U wordt dus niet langer geleid door "mooie handen", en u kunt een driedimensionale versie van de echte handen bouwen.
Handbeginselen
Hier is een korte handleiding voor handbouw (foto links). De acht botten van de pols zijn in blauw aangegeven, de vijf middenhandsbeentjes in paars, en de veertien vingerkootjes in roze. Aangezien in dit stadium van de menselijke evolutie de helft van de genoemde beenderen onbeweeglijk is, kunt u het schema vereenvoudigen (fig. rechts) - dit is alles wat u voorlopig hoeft te onthouden.

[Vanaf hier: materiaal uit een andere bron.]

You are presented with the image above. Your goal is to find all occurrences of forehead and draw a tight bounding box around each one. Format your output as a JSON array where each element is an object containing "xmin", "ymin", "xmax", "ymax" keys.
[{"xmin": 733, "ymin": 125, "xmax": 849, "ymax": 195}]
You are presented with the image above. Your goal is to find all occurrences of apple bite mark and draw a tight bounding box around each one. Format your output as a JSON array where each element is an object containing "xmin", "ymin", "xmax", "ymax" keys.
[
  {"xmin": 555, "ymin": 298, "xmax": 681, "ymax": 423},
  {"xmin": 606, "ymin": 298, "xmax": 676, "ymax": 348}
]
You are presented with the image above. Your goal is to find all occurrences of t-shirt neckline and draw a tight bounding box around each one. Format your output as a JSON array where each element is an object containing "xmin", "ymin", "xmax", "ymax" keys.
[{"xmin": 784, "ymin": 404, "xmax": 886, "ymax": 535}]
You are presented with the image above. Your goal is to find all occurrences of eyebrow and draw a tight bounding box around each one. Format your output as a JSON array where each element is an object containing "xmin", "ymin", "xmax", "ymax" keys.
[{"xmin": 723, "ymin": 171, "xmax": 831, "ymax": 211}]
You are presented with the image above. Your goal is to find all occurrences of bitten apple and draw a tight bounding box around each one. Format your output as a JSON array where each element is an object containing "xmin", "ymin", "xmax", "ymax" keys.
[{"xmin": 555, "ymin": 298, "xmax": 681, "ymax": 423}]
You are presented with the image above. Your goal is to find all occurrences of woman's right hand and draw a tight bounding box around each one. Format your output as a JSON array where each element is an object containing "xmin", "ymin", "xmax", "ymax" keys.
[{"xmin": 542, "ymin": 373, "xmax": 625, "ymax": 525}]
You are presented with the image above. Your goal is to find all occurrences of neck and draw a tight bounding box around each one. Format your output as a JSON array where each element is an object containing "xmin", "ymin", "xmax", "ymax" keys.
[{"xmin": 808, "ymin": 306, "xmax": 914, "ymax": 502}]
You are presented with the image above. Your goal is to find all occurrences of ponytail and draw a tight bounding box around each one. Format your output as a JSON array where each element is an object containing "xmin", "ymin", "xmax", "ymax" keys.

Er zij op gewezen dat de eigenlijke onderste lijn tussen de vingers - het gewricht dat aan de knokkels vastzit - veel lager ligt dan de huidplooi die deze bedekt. Dit is een zeer belangrijk punt, waarop wij nog zullen terugkomen.
Op basis van het bovenstaande is de eenvoudigste manier om te beginnen met het tekenen van een hand, het tekenen van een handpalm. De handpalm moet de vorm hebben van een ronde, rechthoekige of trapeziumvormige biefstuk met afgeronde hoeken, waaraan de vingers zullen worden vastgemaakt.

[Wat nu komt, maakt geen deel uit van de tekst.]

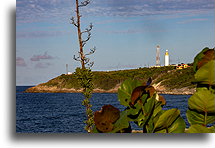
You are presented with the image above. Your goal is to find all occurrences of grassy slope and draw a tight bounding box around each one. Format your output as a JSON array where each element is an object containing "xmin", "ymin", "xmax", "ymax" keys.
[{"xmin": 41, "ymin": 66, "xmax": 195, "ymax": 90}]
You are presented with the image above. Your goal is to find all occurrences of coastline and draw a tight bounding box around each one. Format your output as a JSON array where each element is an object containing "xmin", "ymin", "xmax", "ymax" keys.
[{"xmin": 24, "ymin": 85, "xmax": 195, "ymax": 95}]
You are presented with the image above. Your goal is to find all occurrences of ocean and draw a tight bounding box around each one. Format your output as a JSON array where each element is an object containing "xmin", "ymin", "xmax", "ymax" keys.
[{"xmin": 16, "ymin": 86, "xmax": 190, "ymax": 133}]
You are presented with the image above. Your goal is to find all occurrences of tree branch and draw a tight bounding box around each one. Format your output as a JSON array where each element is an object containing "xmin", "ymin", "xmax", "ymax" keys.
[
  {"xmin": 81, "ymin": 23, "xmax": 93, "ymax": 34},
  {"xmin": 78, "ymin": 0, "xmax": 90, "ymax": 7},
  {"xmin": 73, "ymin": 55, "xmax": 81, "ymax": 61},
  {"xmin": 70, "ymin": 17, "xmax": 78, "ymax": 27},
  {"xmin": 85, "ymin": 47, "xmax": 96, "ymax": 55},
  {"xmin": 81, "ymin": 32, "xmax": 91, "ymax": 47}
]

Als je moeite hebt om de vingers specifiek te tekenen, stel ze dan voor als een serie cilinders. Deze eenvoudige vorm zal u helpen de vingers in elke hoek te tekenen. Kijk naar de tekening: de randen van de cilinders worden vouwlijnen, de punten waar de verbindingen zich bevinden.
Hier is nog iets belangrijks: de parallelle verbindingen zijn niet in rechte lijnen gerangschikt, maar eerder in een boog.

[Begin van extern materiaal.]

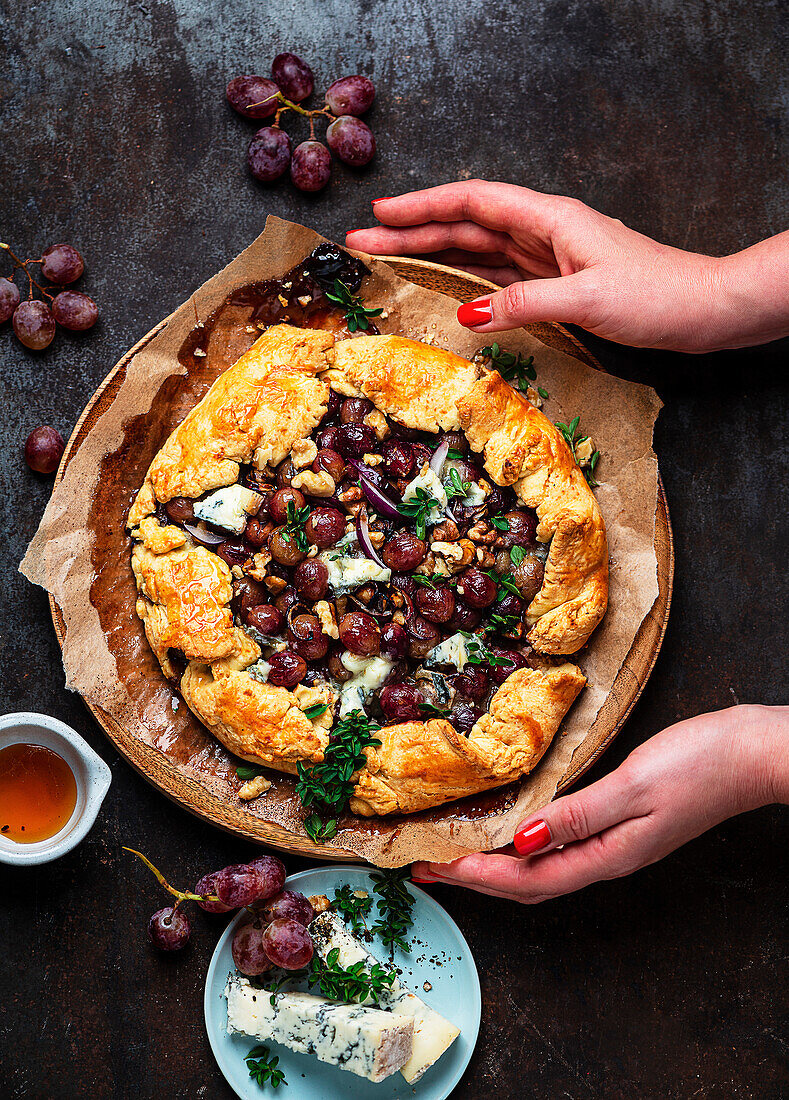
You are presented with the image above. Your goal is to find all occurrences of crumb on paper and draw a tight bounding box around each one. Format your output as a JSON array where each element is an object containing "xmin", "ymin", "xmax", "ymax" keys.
[{"xmin": 239, "ymin": 776, "xmax": 271, "ymax": 802}]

De vingers zijn ook niet recht, maar lichtjes gekanteld naar de ruimte tussen P3 en P4. Door deze kennis maar een beetje op te volgen, geeft u de hand al een natuurlijke uitstraling.
Laten we de nagels ook niet vergeten. Het is niet nodig om ze altijd te schilderen, alleen wanneer de hand dicht bij de toeschouwer is en dit soort detail nodig heeft. Dit is wat je moet weten over de nagels:
- De nagel begint in het midden van het bovenste kootje van de vinger.
- De lijn waar de nagel loskomt van de huid verschilt van persoon tot persoon. Als de lijn vrij laag is (stippellijn), zal de nagel er klein en breed uitzien.
- De nagels zijn niet plat. Hun eigenlijke vorm lijkt op shingles, met verschillende graden van kromming op elke vinger.
Maakt het uit op welke hand de tattoo wordt gezet?
Niet alle tattoo-ideeën voor jongens hebben te maken met symmetrie en beide armen. Als een man maar op één arm hoeft te tekenen, kunt u gerust experimenteren met beide opties, rechts of links. Er is echt geen subtekst over welke hand een man kiest.
Men is van mening dat alle persoonlijke tatoeages, zoals inscripties, namen, portretten van familieleden, symbolen van liefde en toewijding, op de linkerhand worden aangebracht, omdat die dichter bij het hart ligt. Aan de andere kant wordt aan de rechterkant de voorkeur gegeven aan tatoeages van allerlei aard, dierenafbeeldingen, wapens, oorlogszuchtige en actieve tatoeages.
Draag je een tatoeage op je arm?
JaNee
En handen zijn er in alle vormen en maten.
Handen zijn net zo individueel als gelaatstrekken. Mannenhanden zijn anders dan vrouwenhanden, jong is anders dan oud, enzovoort. Hier zijn een paar classificaties, maar zij bestrijken niet het hele spectrum van handdiversiteit. Een hand kan karakter hebben - en dat is het juiste woord als het gaat om hun verschillen. Hoe zou je de handen beschrijven die je vandaag zag? Zacht, ongeschoren, nat, droog...?
Vormen van handen
Verschil in de verhoudingen van de vingers en de handpalm:
De vormen van de vingers
En nagels verschillen van persoon tot persoon! Zelfs als je dezelfde maat nagelplaat hebt, kun je de manicure krijgen die je wilt.